Шкурка бабочки - Сергей Кузнецов
Шрифт:
Интервал:
Закладка:
Она кончила столько раз, а я весь вечер
Только и говорил себе «стоп, стоп, стоп»
Теперь мы могли бы сквитаться
Я бы эякулировал раз за разом,
А она бы просила «остановись!
Прошу тебе, перестань, отпусти меня!»
Вряд ли при этом ей удалось бы кончить,
Даже если бы я потрогал ее клитор
(Я тоже люблю трогать девушкам клитор
Зажигалка, плоскогубцы, скальпель
И другие, совсем неожиданные инструменты).
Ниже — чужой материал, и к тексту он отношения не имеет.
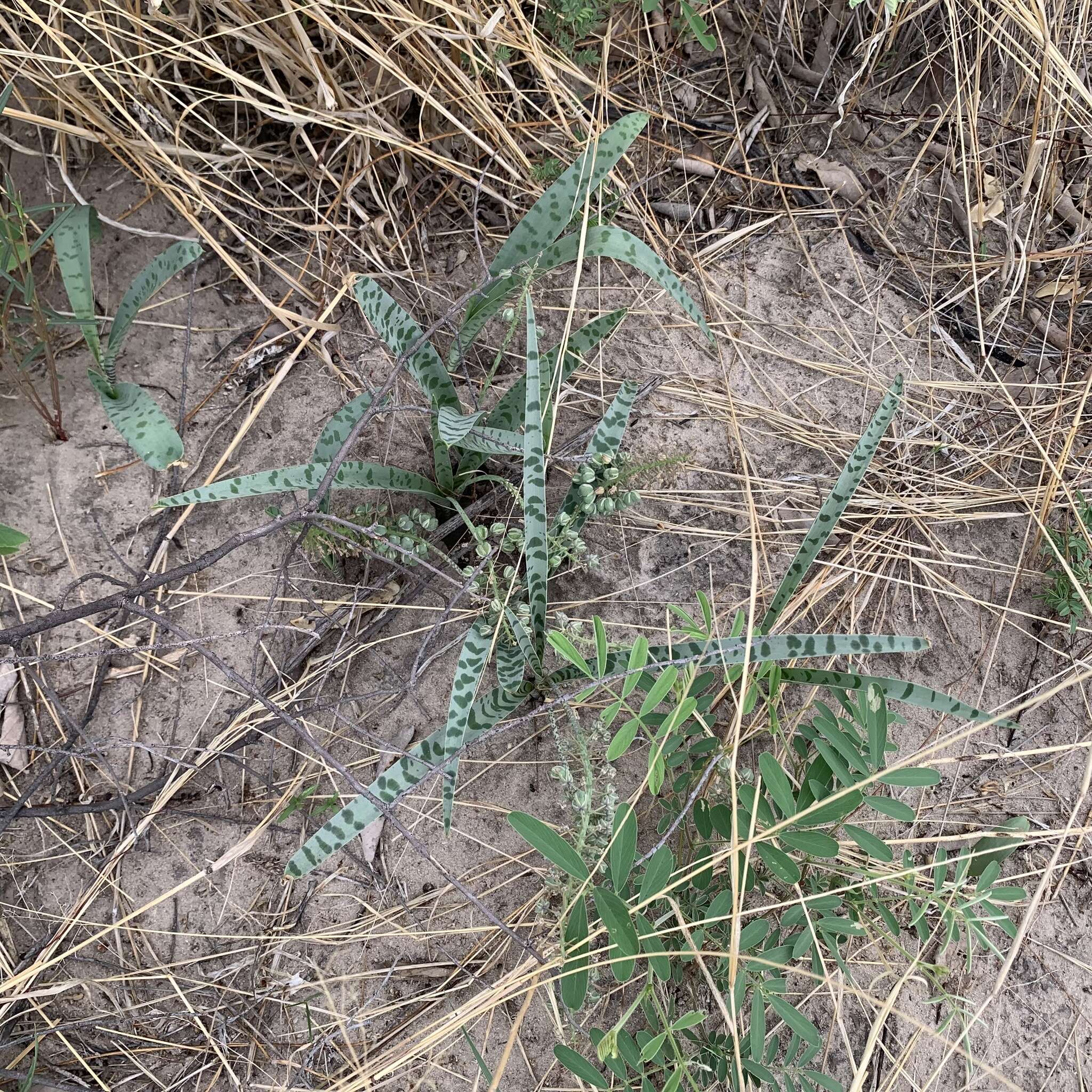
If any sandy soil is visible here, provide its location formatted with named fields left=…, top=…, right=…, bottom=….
left=0, top=115, right=1092, bottom=1092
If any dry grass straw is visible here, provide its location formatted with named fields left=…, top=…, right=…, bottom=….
left=0, top=0, right=1092, bottom=1092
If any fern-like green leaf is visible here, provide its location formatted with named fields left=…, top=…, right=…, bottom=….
left=781, top=667, right=1016, bottom=727
left=152, top=463, right=447, bottom=508
left=552, top=382, right=638, bottom=533
left=759, top=376, right=902, bottom=633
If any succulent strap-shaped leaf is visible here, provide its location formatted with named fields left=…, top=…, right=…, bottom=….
left=781, top=667, right=1016, bottom=728
left=436, top=406, right=523, bottom=454
left=457, top=227, right=713, bottom=353
left=155, top=460, right=447, bottom=508
left=459, top=307, right=627, bottom=475
left=489, top=113, right=649, bottom=276
left=523, top=297, right=549, bottom=656
left=443, top=619, right=493, bottom=834
left=87, top=368, right=182, bottom=471
left=103, top=239, right=202, bottom=382
left=285, top=684, right=533, bottom=879
left=759, top=376, right=902, bottom=633
left=353, top=276, right=463, bottom=491
left=53, top=205, right=103, bottom=364
left=553, top=382, right=638, bottom=532
left=496, top=640, right=524, bottom=690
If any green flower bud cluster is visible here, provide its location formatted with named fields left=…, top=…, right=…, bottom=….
left=572, top=454, right=641, bottom=516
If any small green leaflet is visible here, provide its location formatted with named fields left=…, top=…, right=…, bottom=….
left=523, top=297, right=549, bottom=655
left=0, top=523, right=30, bottom=557
left=777, top=830, right=838, bottom=861
left=552, top=382, right=638, bottom=534
left=553, top=1043, right=611, bottom=1089
left=489, top=113, right=649, bottom=276
left=754, top=842, right=800, bottom=884
left=633, top=911, right=672, bottom=982
left=508, top=812, right=591, bottom=880
left=758, top=751, right=796, bottom=818
left=878, top=766, right=940, bottom=789
left=102, top=239, right=202, bottom=375
left=87, top=368, right=182, bottom=471
left=842, top=825, right=895, bottom=861
left=638, top=845, right=675, bottom=903
left=679, top=0, right=716, bottom=52
left=865, top=796, right=916, bottom=822
left=592, top=887, right=640, bottom=982
left=443, top=619, right=493, bottom=834
left=609, top=804, right=637, bottom=891
left=767, top=994, right=822, bottom=1046
left=759, top=376, right=902, bottom=633
left=546, top=630, right=595, bottom=679
left=561, top=895, right=591, bottom=1009
left=969, top=816, right=1031, bottom=877
left=154, top=460, right=446, bottom=508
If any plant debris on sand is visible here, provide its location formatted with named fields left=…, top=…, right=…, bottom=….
left=0, top=0, right=1092, bottom=1092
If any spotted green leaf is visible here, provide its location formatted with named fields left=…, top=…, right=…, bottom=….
left=152, top=463, right=445, bottom=508
left=437, top=406, right=523, bottom=465
left=53, top=204, right=103, bottom=363
left=87, top=368, right=182, bottom=471
left=0, top=519, right=30, bottom=557
left=592, top=887, right=640, bottom=982
left=508, top=812, right=590, bottom=881
left=489, top=113, right=649, bottom=275
left=353, top=276, right=463, bottom=491
left=285, top=684, right=532, bottom=879
left=759, top=376, right=902, bottom=633
left=504, top=607, right=543, bottom=679
left=459, top=227, right=713, bottom=353
left=561, top=895, right=591, bottom=1009
left=102, top=239, right=202, bottom=380
left=307, top=391, right=371, bottom=512
left=459, top=307, right=626, bottom=475
left=552, top=382, right=637, bottom=533
left=443, top=620, right=493, bottom=834
left=781, top=668, right=1016, bottom=727
left=523, top=297, right=549, bottom=656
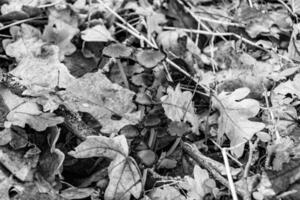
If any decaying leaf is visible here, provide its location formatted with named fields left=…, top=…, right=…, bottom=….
left=103, top=44, right=166, bottom=68
left=0, top=89, right=64, bottom=131
left=102, top=43, right=133, bottom=58
left=5, top=25, right=74, bottom=88
left=0, top=146, right=39, bottom=181
left=62, top=71, right=141, bottom=133
left=180, top=165, right=218, bottom=199
left=43, top=8, right=79, bottom=60
left=149, top=185, right=186, bottom=200
left=60, top=187, right=95, bottom=200
left=81, top=25, right=114, bottom=42
left=161, top=85, right=200, bottom=134
left=212, top=88, right=265, bottom=157
left=0, top=169, right=14, bottom=200
left=69, top=135, right=142, bottom=200
left=135, top=49, right=166, bottom=68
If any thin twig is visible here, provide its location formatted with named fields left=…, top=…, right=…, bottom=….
left=116, top=59, right=129, bottom=89
left=0, top=17, right=44, bottom=31
left=182, top=142, right=245, bottom=199
left=163, top=26, right=269, bottom=52
left=221, top=148, right=238, bottom=200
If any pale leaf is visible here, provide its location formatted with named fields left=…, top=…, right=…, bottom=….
left=69, top=135, right=142, bottom=200
left=161, top=85, right=199, bottom=134
left=212, top=88, right=265, bottom=157
left=81, top=25, right=114, bottom=42
left=61, top=71, right=141, bottom=134
left=69, top=135, right=129, bottom=159
left=104, top=155, right=142, bottom=200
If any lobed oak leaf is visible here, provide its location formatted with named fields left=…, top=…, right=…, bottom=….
left=212, top=88, right=265, bottom=157
left=161, top=84, right=200, bottom=134
left=69, top=135, right=142, bottom=200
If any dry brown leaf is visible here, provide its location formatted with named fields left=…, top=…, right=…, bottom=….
left=69, top=135, right=142, bottom=200
left=61, top=71, right=141, bottom=133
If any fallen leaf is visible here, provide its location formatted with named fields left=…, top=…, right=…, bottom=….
left=161, top=84, right=200, bottom=134
left=149, top=185, right=186, bottom=200
left=135, top=49, right=166, bottom=68
left=102, top=43, right=134, bottom=58
left=61, top=71, right=141, bottom=133
left=6, top=102, right=64, bottom=131
left=81, top=25, right=114, bottom=42
left=212, top=88, right=265, bottom=157
left=69, top=135, right=142, bottom=200
left=274, top=73, right=300, bottom=98
left=43, top=8, right=79, bottom=60
left=60, top=187, right=95, bottom=200
left=0, top=128, right=12, bottom=146
left=0, top=146, right=39, bottom=181
left=180, top=165, right=216, bottom=199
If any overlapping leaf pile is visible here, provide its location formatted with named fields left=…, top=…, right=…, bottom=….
left=0, top=0, right=300, bottom=200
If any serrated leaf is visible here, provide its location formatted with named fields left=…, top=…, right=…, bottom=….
left=212, top=88, right=265, bottom=157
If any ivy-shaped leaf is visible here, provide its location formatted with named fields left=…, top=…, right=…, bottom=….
left=69, top=135, right=142, bottom=200
left=212, top=88, right=265, bottom=157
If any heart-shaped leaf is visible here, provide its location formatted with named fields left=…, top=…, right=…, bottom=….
left=102, top=43, right=133, bottom=58
left=69, top=135, right=142, bottom=200
left=135, top=49, right=166, bottom=68
left=212, top=88, right=265, bottom=157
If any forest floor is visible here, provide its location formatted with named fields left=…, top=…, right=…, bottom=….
left=0, top=0, right=300, bottom=200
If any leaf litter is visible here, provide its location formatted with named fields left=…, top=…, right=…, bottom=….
left=0, top=0, right=300, bottom=200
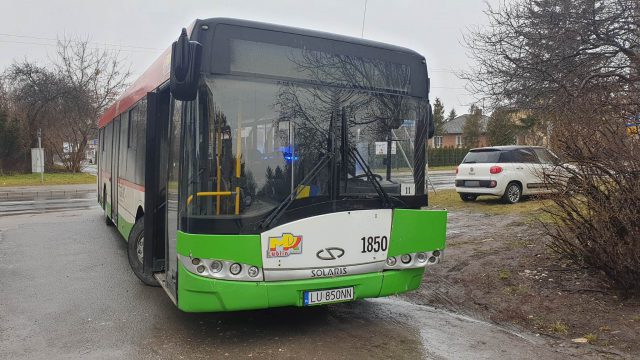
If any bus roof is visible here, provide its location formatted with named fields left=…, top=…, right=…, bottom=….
left=98, top=18, right=424, bottom=128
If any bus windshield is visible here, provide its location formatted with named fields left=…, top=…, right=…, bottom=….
left=183, top=76, right=426, bottom=218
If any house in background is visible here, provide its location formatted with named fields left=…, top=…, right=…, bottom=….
left=429, top=114, right=489, bottom=148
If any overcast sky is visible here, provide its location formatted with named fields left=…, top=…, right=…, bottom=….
left=0, top=0, right=496, bottom=114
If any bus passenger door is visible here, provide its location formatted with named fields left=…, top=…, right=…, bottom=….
left=143, top=87, right=175, bottom=302
left=111, top=117, right=120, bottom=222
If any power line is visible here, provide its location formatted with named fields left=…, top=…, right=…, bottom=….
left=0, top=33, right=164, bottom=51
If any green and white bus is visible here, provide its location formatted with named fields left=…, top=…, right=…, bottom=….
left=98, top=18, right=447, bottom=312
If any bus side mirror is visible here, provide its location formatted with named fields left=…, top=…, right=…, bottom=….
left=427, top=104, right=436, bottom=139
left=169, top=28, right=202, bottom=101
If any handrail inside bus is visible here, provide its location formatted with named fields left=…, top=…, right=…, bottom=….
left=187, top=191, right=235, bottom=205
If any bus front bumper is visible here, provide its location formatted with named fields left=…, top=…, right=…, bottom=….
left=178, top=264, right=425, bottom=312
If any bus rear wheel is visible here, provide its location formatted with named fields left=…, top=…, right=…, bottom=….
left=127, top=216, right=158, bottom=286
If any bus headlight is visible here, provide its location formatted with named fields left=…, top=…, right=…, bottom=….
left=384, top=250, right=442, bottom=270
left=209, top=260, right=222, bottom=272
left=229, top=263, right=242, bottom=275
left=248, top=266, right=260, bottom=277
left=178, top=254, right=264, bottom=281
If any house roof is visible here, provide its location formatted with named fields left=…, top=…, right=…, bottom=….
left=442, top=114, right=489, bottom=134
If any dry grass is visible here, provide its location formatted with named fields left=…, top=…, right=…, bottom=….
left=0, top=173, right=96, bottom=187
left=549, top=321, right=569, bottom=334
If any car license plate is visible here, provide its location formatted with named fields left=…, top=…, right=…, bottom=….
left=304, top=286, right=353, bottom=306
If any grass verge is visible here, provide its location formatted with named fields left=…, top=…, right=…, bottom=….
left=429, top=190, right=553, bottom=221
left=428, top=165, right=458, bottom=171
left=0, top=173, right=96, bottom=187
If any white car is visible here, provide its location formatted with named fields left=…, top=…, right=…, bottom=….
left=456, top=145, right=559, bottom=204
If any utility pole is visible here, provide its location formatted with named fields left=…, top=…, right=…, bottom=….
left=38, top=128, right=44, bottom=184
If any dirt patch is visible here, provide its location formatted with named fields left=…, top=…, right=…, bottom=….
left=406, top=211, right=640, bottom=358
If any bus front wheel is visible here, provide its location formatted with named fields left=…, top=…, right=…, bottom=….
left=127, top=216, right=158, bottom=286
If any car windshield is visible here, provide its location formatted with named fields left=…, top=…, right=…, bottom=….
left=462, top=149, right=502, bottom=164
left=184, top=77, right=426, bottom=217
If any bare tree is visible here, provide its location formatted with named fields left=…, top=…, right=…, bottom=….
left=6, top=38, right=130, bottom=172
left=465, top=0, right=640, bottom=291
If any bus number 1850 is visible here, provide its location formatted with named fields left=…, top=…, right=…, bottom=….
left=360, top=235, right=389, bottom=253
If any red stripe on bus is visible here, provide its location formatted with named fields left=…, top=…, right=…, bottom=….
left=118, top=178, right=144, bottom=192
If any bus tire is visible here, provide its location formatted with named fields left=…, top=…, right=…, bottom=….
left=127, top=216, right=159, bottom=286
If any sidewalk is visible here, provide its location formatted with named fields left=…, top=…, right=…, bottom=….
left=0, top=184, right=98, bottom=202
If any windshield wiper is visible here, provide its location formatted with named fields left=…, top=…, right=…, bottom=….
left=260, top=153, right=334, bottom=228
left=349, top=147, right=392, bottom=207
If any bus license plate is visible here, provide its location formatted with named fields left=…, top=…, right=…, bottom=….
left=304, top=286, right=353, bottom=306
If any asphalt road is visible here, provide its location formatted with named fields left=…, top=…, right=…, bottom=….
left=0, top=206, right=580, bottom=359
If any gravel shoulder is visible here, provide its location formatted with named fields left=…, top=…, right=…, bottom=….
left=405, top=207, right=640, bottom=358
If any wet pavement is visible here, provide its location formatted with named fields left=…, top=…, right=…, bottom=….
left=0, top=206, right=580, bottom=359
left=0, top=184, right=97, bottom=216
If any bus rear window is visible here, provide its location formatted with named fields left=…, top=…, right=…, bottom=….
left=462, top=150, right=502, bottom=164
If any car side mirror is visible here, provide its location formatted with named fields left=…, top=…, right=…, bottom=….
left=169, top=28, right=202, bottom=101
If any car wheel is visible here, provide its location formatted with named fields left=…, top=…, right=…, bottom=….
left=127, top=216, right=159, bottom=286
left=460, top=194, right=478, bottom=202
left=502, top=182, right=522, bottom=204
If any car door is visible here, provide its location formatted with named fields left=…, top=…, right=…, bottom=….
left=513, top=148, right=544, bottom=195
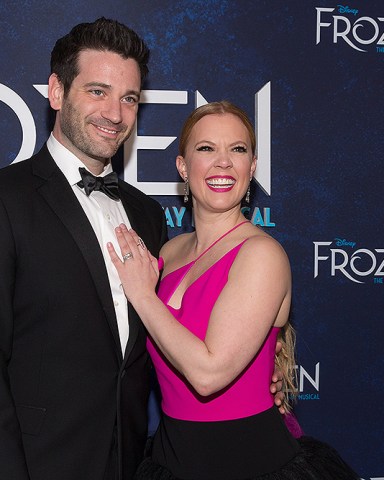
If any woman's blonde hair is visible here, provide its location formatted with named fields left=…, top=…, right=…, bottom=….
left=179, top=100, right=256, bottom=157
left=275, top=322, right=298, bottom=412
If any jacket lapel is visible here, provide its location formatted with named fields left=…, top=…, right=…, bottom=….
left=32, top=146, right=122, bottom=361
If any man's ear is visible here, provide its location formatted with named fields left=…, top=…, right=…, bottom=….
left=176, top=155, right=188, bottom=180
left=48, top=73, right=64, bottom=110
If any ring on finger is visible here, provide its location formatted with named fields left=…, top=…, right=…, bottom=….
left=137, top=237, right=145, bottom=250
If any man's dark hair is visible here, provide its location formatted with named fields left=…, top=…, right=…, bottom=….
left=51, top=17, right=149, bottom=96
Я представлял себе, какое лицо у нее будет
Когда она поймет, что происходит
Я бы привез ее на дачу,
Не усыпляя, не связывая.
Она добровольно спустилась бы вниз
И только в подвале бы все поняла
Маленький рот стал бы идеально круглым
Раскрывшись в беспомощном крике
Рыжие и светло-желтые волосы
Сразу бы намокли от пота, на этот раз – холодного.
Большие серые глаза стали бы еще больше от ужаса
А потом она бы зажмурилась и, может быть, заплакала.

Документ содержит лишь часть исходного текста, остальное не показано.